STACKIT Workflows is a fully managed service that enables you to author, schedule, and monitor complex data workflows. Built on Apache Airflow, Workflows provides a production-ready platform for orchestrating data pipelines, ETL processes, and automation tasks without the overhead of managing infrastructure. Workflows are authored as Directed Acyclic Graphs (DAGs) using Python.

STACKIT Workflows delivers all the power of Apache Airflow with enterprise-grade enhancements. The service provides fully managed infrastructure, eliminating the need to provision, configure, or maintain Airflow components. Dynamic resource allocation automatically scales infrastructure based on workload demands, while Airflow’s flexible retry mechanisms ensure robust workflow execution.

Key features include:

  • Intuitive Airflow Web UI for monitoring and managing workflows
  • Wide range of pre-installed operators for common tasks
  • Secure by design: Connect your Identity Provider (IdP) via OIDC with Role Based Access Control (RBAC). Templates available for Keycloak, Entra ID, Okta, Google and AWS Cognito.
  • Connect your own Git repository for DAG storage with continuous polling for changes
  • Web-based DAG Development Environment (DDE) for developing and testing DAGs in the actual runtime environment (coming soon)
  • Easy-to-use operators and decorators for Spark jobs and custom Python code
  • Isolated task execution in dedicated Kubernetes pods (no noisy neighbors)
  • Seamless STACKIT Observability integration with pre-defined dashboards
  • Support for KubernetesPodOperator with custom Docker images
  • Dynamically scaled Kubernetes infrastructure for high availability and performance

Workflows excels at coordinating complex data pipelines that span multiple systems and require precise timing and dependency management. Whether processing batch data, reacting to external system changes, or ingesting data, Workflows provides the reliability and scalability you need.

Automate extract, transform, and load operations across diverse data sources. Workflows orchestrates data movement between databases, data lakes, and analytics platforms while handling error recovery and data quality checks. STACKIT Spark integration simplifies data extraction from various sources and loading into the STACKIT Data Platform.

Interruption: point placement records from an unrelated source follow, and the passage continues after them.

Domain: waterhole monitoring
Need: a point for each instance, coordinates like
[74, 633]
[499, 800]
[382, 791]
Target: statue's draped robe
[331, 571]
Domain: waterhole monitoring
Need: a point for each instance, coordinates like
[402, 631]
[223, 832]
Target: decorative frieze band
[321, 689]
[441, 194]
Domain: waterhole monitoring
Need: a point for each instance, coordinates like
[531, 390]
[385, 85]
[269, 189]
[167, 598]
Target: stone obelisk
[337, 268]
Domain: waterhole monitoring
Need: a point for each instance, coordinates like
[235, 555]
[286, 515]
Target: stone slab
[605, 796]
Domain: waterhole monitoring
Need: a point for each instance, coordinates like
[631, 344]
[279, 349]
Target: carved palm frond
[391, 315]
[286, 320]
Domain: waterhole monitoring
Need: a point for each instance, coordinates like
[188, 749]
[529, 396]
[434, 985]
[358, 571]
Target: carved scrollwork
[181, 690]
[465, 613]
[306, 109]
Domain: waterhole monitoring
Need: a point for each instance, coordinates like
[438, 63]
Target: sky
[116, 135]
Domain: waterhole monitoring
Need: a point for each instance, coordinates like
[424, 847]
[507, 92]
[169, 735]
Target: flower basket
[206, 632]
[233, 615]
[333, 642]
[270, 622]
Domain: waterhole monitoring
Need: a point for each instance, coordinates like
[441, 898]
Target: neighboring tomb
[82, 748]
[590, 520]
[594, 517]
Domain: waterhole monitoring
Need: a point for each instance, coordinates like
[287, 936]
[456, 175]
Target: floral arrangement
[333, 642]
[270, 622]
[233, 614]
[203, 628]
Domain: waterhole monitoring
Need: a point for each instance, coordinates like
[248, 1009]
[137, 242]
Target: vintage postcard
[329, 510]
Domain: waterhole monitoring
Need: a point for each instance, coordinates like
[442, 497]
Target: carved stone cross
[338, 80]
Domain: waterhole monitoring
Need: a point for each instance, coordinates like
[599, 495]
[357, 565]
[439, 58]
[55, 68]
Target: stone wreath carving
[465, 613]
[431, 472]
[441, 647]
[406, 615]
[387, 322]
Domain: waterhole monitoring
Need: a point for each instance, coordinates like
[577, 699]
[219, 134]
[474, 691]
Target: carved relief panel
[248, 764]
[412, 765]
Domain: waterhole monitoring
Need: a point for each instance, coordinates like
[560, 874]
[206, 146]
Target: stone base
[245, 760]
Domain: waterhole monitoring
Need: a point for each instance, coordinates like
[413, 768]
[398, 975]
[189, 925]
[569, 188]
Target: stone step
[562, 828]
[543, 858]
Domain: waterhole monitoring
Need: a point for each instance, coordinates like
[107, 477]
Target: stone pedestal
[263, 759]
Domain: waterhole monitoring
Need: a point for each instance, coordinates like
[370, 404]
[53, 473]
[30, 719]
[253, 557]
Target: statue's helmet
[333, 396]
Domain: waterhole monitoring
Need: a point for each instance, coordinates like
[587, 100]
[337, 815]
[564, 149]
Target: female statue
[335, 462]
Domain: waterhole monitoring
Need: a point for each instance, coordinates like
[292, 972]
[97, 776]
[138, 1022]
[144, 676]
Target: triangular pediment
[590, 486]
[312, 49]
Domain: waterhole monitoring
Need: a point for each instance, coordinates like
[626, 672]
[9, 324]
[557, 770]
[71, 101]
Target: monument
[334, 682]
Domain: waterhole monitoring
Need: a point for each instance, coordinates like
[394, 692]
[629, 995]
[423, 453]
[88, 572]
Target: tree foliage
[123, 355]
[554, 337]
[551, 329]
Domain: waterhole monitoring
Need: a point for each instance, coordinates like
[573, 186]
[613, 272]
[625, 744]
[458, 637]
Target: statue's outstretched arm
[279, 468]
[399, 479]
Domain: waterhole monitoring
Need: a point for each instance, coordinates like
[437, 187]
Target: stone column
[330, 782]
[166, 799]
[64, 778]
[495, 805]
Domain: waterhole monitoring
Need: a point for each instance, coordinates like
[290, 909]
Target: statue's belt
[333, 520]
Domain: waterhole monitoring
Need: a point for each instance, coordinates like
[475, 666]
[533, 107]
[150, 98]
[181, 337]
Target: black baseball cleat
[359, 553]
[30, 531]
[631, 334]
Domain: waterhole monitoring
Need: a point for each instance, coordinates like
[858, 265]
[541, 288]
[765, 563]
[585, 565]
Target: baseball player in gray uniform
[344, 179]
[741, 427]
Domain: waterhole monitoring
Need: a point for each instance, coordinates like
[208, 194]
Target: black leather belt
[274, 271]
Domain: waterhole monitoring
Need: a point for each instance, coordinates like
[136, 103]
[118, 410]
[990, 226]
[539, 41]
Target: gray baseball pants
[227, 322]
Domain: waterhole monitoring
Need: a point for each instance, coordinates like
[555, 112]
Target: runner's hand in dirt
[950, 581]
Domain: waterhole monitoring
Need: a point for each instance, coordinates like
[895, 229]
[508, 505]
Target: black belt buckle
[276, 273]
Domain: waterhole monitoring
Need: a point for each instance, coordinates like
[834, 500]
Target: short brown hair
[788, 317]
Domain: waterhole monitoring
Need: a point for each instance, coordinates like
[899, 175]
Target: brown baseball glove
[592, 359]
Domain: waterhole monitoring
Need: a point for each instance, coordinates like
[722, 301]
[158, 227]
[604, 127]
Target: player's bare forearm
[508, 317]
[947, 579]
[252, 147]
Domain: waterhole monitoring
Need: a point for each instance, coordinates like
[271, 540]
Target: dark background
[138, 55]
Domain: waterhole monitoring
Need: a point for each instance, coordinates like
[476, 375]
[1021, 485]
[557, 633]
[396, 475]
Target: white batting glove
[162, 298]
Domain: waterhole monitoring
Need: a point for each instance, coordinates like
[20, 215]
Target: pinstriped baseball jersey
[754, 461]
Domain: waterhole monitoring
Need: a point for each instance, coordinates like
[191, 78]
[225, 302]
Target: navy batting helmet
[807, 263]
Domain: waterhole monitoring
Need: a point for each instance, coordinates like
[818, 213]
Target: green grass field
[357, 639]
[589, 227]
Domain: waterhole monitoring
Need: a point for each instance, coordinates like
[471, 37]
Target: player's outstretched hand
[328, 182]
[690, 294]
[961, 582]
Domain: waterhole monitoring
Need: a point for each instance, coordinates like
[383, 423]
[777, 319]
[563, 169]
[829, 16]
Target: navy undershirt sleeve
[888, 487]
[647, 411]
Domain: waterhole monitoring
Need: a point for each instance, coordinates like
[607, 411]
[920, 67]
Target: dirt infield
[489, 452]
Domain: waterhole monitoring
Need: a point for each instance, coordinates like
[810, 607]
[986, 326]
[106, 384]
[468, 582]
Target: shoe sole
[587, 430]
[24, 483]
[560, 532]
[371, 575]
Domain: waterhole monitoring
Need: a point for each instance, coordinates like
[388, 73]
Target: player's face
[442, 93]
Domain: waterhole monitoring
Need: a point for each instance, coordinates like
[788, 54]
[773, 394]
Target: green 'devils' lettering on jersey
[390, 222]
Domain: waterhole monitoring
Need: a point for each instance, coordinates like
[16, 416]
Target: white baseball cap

Streamline ML workflows from data preparation through model deployment. Coordinate data preprocessing, feature engineering, model training, validation, and deployment in a single, manageable pipeline.

Automate routine infrastructure tasks, system maintenance, and operational procedures. Schedule regular backups, system health checks, and automated responses to common operational scenarios.

Implement automated data quality checks, lineage tracking, and compliance reporting. Ensure data integrity across your organization with scheduled validation and monitoring workflows.